A total of 7.2 million homeowners have taken advantage of the forbearance program, according to Black Night ®. Over 5.2 million have exited as of mid-June. The vast majority, 90% are either current and paying on time or paid off the balance of the loan in full. Incredibly, 3.4 million, or 65%, are current and paying on time. Another 1.3 million, or 25%, paid off the mortgage through a refinance or the sale of a home. Only 333,000, or 6%, are delinquent and working with the workout department of their bank to come up with a solution. That leaves 195,000 or 4% that are delinquent and on the road to be coming either a short sale or foreclosure statistic. That is 195,000 across the U.S. out of the 5,200,000 that exited forbearance.

Today, 1.74 million homeowners remain in forbearance. Thanks to the screaming hot housing market and skyrocketing home appreciation, most of these homeowners have plenty of equity to sell their home. 87% have at least 10% equity, more than enough to sell and walk away with net proceeds. The 13% remaining amounts to 221,000 homeowners. Many of them will work out some sort of loan modification with their lenders. Lenders have learned many valuable lessons from the Great Recession and are not at all eager to foreclose. But, even if all 221,000 become a foreclosure along with the 195,000 delinquent that exited forbearance and are not coming up with a solution with their bank’s workout unit, the 416,000 total foreclosures nationally pales in comparison to the nearly 9 million households that lost their homes to a foreclosure or short sale after housing crashed in 2007. The probable number of foreclosures is most likely less than 400,000, which would be easily swallowed up in today’s ferociously hot housing market.

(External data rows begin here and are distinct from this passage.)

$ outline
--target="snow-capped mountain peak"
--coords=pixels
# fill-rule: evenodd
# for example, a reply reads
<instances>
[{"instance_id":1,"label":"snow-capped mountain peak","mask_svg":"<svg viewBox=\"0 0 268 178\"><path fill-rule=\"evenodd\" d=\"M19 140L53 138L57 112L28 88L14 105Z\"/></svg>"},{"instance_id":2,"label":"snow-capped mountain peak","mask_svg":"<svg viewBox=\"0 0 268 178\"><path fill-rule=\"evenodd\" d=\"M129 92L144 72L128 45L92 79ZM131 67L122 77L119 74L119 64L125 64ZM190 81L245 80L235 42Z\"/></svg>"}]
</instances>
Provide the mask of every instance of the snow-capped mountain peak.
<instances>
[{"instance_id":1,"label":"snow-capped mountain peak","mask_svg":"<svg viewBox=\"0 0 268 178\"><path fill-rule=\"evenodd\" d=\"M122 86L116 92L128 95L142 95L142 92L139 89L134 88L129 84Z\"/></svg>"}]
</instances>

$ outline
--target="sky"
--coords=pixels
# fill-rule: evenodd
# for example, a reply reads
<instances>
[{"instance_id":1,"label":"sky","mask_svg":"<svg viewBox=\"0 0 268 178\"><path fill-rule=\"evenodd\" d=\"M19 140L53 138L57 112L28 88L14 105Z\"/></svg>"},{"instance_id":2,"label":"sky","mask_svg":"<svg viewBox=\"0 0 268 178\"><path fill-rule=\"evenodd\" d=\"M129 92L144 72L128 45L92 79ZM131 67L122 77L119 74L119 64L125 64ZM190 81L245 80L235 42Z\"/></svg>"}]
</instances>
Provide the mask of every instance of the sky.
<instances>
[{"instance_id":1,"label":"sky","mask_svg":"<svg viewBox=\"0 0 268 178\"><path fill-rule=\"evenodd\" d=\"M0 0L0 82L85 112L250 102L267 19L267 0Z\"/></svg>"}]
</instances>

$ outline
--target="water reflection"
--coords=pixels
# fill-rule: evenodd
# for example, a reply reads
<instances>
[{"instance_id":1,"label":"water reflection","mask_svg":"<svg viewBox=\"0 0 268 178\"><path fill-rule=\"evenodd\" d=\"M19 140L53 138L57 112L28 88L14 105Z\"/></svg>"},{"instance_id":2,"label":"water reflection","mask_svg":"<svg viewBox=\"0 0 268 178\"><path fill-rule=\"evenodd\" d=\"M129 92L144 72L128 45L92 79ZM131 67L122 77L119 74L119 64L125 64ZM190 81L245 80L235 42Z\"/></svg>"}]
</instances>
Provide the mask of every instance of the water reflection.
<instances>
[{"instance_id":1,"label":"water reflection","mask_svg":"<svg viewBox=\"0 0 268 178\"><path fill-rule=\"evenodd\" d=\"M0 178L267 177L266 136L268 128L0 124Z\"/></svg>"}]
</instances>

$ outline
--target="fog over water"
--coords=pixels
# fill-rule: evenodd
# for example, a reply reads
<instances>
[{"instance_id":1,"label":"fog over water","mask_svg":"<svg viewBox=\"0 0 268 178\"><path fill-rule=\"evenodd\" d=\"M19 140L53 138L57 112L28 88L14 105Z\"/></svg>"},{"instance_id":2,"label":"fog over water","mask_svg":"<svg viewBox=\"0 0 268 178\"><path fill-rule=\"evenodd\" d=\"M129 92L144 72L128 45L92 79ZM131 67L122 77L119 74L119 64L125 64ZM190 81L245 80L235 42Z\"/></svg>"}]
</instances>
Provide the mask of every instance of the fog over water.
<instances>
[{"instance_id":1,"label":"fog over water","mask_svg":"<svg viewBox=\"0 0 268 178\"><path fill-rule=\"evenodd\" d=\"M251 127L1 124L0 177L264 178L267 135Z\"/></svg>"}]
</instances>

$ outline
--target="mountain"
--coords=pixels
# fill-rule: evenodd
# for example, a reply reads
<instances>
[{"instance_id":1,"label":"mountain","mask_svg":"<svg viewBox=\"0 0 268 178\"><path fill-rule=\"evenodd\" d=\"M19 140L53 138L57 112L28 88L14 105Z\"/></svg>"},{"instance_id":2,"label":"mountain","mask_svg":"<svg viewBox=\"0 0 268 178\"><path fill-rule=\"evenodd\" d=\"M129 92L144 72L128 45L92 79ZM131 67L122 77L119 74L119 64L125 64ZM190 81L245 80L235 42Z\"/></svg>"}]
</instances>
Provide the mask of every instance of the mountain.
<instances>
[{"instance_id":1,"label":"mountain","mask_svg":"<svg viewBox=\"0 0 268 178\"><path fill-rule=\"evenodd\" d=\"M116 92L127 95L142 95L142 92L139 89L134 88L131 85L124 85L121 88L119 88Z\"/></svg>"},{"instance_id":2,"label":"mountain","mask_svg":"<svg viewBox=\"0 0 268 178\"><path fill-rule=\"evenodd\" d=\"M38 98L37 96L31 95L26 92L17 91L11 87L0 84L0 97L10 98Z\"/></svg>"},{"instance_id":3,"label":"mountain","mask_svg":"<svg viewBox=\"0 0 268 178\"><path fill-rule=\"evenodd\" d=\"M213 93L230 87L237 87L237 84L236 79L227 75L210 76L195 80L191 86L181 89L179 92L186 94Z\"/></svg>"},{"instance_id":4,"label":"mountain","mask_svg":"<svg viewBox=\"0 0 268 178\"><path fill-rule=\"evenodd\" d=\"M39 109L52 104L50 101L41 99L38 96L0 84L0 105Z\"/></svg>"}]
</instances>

At the start of the Great Recession, the supply of available homes to purchase was way too high, over 6 times where it stands today with only 2,520 homes currently available in Orange County. Placing homes on the market, even foreclosures, when housing is starved for more inventory like it is today, will be easily snapped up in an instant. Buyers would welcome the relief of any additional inventory right now and into the foreseeable future. The plight of not enough homes will linger for the rest of the year and throughout 2022 as well.

It is also important to note that there are currently only 13 foreclosures and short sales available in all of Orange County, representing 0.5% of the current inventory. Demand (the last 30-days of pending sales) includes only 6 foreclosures and short sales, 0.2% of total demand. When forbearance ends, the numbers will increase from their all-time lows, but the slight rise will be undetectable within the marketplace.

The bottom line: there will be no wave of foreclosures due to forbearance. The sky is not falling. Instead, everyone should expect more of the same. The ultra-low, anemic inventory will remain, and demand will be juiced due to historically low mortgage rates.

Historical Interest Rates

I receive interest updates from several sources all the time. Recently, one source posted some historical interest rates along with the current interest rates. Thought I would share.

Currently, a 30-year fixed Mortgage rate is 2.77%, 3 basis points lower versus last week! 15-year fixed rate is 2.1%, unchanged versus one week ago.

Now for the historic interest rates:

  • Average 30-year Interest Rate in the 2010’s: 4.1%
  • Average 30-year Interest Rate in the 2000’s: 6.9%
  • Average 30-year Interest Rate in the 90’s: 8.1%
  • Average 30-year Interest Rate in the 80’s: 12.7%

Interest rates have an affect on home prices, as you might expect. When I purchased a home in the early 1980’s in South Orange County, it cost $157,000. That’s about what I could afford with a 12% interest rate! If rates were lower at the time, I, along with thousands of other buyers, could afford more home! It would most likely have driven up home prices (supply and demand).